First, the board explored ways that students could use artificial intelligence to their advantage in situations where it is beneficial for learning.
“We want to start teaching students how to ask good questions,” Assistant Superintendent for Curriculum and Instruction Julia Kempkey said. “Part of that is even the way that we use artificial intelligence.”
Kempkey reiterated that the district’s goal of integrating AI into learning is to develop better critical thinking skills in the students who use it.
“We want to focus on how we can create critical thinkers and developing skills in students that would distinguish them from the machine,” Kempkey said. “We don’t want to have students that are able to regurgitate single informations in a really distinct way.”
The Board also discussed the current uses of AI in district schools, and how these technologies already aid learning methods. For example, a teacher used ChatGPT to identify prefixes and suffixes in scientific language to help multilingual students better understand the content.
“[The teacher] was able to generate a number of other opportunities for them to bring those words in, create study guides around them, and saved him a significant amount of time,” Instructional Technology Coordinator Dominic Bigue said.
Bigue also highlighted an example when a Spanish teacher in the district used Bard AI to write a biography of a popular Spanish musician for his lesson plan, something that would have taken him much more time to create had he not used the technology.
“[The teacher] had a discussion topic that took him five minutes to make, it was something that was current, he knew his students would get a kick out of it, he had music that was aligned to it,” Bigue said. “Then [the students] could use this as a conversation tool.”
While these tools have been used for good in some cases, students’ unethical usage of these tools still remains a problem, and the Board discussed the possible solutions that schools could use to prevent issues of plagiarism.
“If you have a doubt, then maybe you go to the student and you actually have a conversation with the student, or go to prior student work,” guest speaker Richard Zapien said. “There are these AI detectors, and they have been proven to be not accurate, especially for African-American vernacular speakers and multilingual learners.”
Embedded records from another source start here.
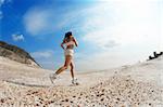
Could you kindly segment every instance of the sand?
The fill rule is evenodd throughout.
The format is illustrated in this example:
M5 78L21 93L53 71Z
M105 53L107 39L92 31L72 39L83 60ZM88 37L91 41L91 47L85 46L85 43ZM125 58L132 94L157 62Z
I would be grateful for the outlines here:
M79 85L63 72L0 57L0 107L163 107L163 57L115 69L76 72Z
Zapien also proposed abolishing the standard five-paragraph-essay model entirely as a creative solution to eliminate plagiarism.
“Maybe it’s a video that students create, maybe it’s a slide deck, there are many possibilities that we should be thinking about,” Zapien said.
Overall, the Board expressed a collective understanding of how difficult it is to integrate the tools that have emerged in recent years with the learning systems that our schools have in place.
“The challenge now is to put problems that really matter in front of kids, and really challenge teachers to pull from their body of learning, and expose their students to new ideas and challenge them to address the issues that matter,” Bigue said.